Penelitian menunjukkan bahwa konvergensi kondisional telah diidentifikasi.
Investasi dalam aktiva tetap, pengeluaran pemerintah untuk pendidikan,
kesehatan dan pembangunan infrastruktur memiliki efek positif pada konvergensi
regional pembangunan.
2.2.8 Penelitian
Sorin Grigoras (2015)
Meningkatkan standar hidup rakyat adalah salah satu tujuan utama dari setiap sistem ekonomi. Saat ini ekonomi berdasarkan kepemilikan pribadi, berlaku di seluruh dunia, namun sektor publik menjadi lebih berpengaruh karena kelangkaan sumber daya publik. Peningkatan pengeluaran pemerintah, cara pembagian dan korelasi pembangunan ekonomi mampu membuat perbedaan antara negara-negara yang memiliki karakteristik serupa dan potensi. Tulisan ini bertujuan untuk mengidentifikasi relevansi antara belanja pemerintah dan kinerja ekonomi, oleh negara maju dan berkembang. Hal ini tergantung pada beberapa variabel seperti kendala anggaran atau sifat beban masyarakat. Penelitian ini untuk memeriksa konvergensi dalam hal kecepatan, waktu dan kontribusi sektor publik, untuk menguraikan beberapa harapan masa depan yang realistis mengenai perbaikan kondisi ekonomi secara keseluruhan. Penelitian ini menghasilkan temuan bahwa antara belanja pemerintah dan kinerja ekonomi mempunyai hubungan berbanding lurus, elastisitas unitari, dan korelasi yang kuat.
Oleh sebab itu, untuk mengurangi kesenjangan dan mencapai konvergensi melibatkan pengambilan keputusan (pemerintah) yang kompeten. Hal ini dimaksudkan untuk bertindak terhadap penghapusan sektor publik yang tidak efisien dan membuat lebih efisien dengan memindahkan ke sektor swasta, mendorong pengembangan sektor swasta, difokuskan pada peningkatan investasi, lokal dan asing pada jangka panjang, memastikan keseimbangan antara masing-masing sektor kegiatan ekonomi, mendorong proses-proses operasional yang menciptakan nilai, serta memastikan bahwa kerangka hukum dalam kegiatan ekonomi.

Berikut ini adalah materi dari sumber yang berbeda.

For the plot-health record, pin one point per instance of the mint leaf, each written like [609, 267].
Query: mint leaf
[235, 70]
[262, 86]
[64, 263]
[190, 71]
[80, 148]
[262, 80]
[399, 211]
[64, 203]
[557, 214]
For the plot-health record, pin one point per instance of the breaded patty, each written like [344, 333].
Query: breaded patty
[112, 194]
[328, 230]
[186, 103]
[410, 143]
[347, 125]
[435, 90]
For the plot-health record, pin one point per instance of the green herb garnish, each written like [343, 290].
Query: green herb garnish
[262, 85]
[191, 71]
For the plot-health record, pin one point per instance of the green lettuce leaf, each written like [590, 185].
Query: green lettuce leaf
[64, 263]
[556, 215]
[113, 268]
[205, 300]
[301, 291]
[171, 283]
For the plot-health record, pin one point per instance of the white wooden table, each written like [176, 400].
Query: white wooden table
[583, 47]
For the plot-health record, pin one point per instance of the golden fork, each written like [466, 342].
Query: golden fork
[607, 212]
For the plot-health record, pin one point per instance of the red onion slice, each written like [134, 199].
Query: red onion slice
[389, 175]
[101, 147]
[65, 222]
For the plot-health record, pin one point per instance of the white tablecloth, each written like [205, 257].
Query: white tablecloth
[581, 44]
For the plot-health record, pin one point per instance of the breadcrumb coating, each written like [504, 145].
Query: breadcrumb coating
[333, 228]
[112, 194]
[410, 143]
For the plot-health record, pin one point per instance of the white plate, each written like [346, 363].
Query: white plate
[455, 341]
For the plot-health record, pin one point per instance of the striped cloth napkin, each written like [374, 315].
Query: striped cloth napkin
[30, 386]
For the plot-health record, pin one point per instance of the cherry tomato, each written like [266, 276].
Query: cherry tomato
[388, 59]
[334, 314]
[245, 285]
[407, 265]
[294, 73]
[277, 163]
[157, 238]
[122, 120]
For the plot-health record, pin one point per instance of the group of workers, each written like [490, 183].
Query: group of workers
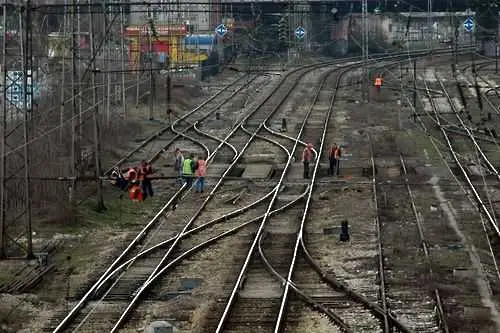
[334, 155]
[136, 180]
[191, 170]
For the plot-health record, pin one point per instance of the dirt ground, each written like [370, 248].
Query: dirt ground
[83, 248]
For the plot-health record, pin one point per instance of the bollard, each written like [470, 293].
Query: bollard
[344, 231]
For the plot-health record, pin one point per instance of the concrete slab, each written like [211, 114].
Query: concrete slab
[216, 170]
[296, 171]
[257, 171]
[261, 286]
[260, 158]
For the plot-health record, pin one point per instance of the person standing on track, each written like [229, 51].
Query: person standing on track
[188, 168]
[337, 154]
[307, 159]
[178, 164]
[332, 162]
[378, 83]
[201, 170]
[145, 171]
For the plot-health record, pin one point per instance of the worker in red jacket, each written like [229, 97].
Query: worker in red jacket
[201, 171]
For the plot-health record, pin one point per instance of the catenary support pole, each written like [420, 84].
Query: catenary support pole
[151, 76]
[27, 55]
[123, 59]
[3, 197]
[97, 146]
[415, 83]
[74, 87]
[63, 80]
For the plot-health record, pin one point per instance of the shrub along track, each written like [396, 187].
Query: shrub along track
[161, 268]
[242, 310]
[159, 216]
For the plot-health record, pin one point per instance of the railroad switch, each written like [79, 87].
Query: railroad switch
[344, 231]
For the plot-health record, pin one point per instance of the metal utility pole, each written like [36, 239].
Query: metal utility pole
[75, 142]
[415, 83]
[169, 91]
[430, 26]
[122, 56]
[3, 165]
[151, 77]
[63, 79]
[15, 194]
[97, 145]
[28, 109]
[496, 53]
[364, 26]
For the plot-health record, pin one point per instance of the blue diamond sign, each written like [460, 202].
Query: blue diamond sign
[221, 30]
[300, 32]
[469, 24]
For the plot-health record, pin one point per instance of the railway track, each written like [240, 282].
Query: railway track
[189, 223]
[176, 247]
[459, 195]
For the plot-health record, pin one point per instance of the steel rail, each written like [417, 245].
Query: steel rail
[376, 309]
[379, 238]
[213, 137]
[284, 297]
[82, 301]
[440, 309]
[189, 138]
[166, 128]
[315, 305]
[224, 217]
[466, 128]
[142, 233]
[151, 279]
[179, 236]
[173, 200]
[287, 152]
[247, 260]
[479, 202]
[212, 240]
[219, 219]
[289, 138]
[435, 143]
[244, 268]
[300, 234]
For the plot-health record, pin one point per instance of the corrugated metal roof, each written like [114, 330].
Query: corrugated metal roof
[199, 39]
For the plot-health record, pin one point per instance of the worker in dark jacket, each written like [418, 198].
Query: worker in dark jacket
[307, 156]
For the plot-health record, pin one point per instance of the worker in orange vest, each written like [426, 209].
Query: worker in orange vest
[378, 82]
[145, 171]
[201, 171]
[134, 190]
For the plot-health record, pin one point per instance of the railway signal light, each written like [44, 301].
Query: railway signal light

2.2.9 Alejandro Diaz-Bautista (2000)
Penelitian ini meneliti pertumbuhan ekonomi pada fenomena konvergensi kondisional atau kecenderungan ekonomi regional dengan pendapatan tingkat yang lebih rendah untuk tumbuh lebih cepat, tergantung pada tingkat akumulasi faktor. Penelitian ini menggunakan teori pertumbuhan neoklasik standar, untuk mendapatkan pendekatan empiris hipotesis konvergensi dalam modal manusia. Penelitian ini menggunakan 31 negara bagian dan District Federal di Meksiko, dan menggunakan indeks pendidikan. Studi ini menemukan bahwa tingkat tahunan konvergensi modal manusia per kapita di Meksiko berkisar dari 3,55% menjadi 4,58%. Hal ini juga berarti konvergensi pendapatan per kapita tergantung pada variabel modal manusia.
2.2.10 Bayu Kharisma and Samsubar Saleh (2013)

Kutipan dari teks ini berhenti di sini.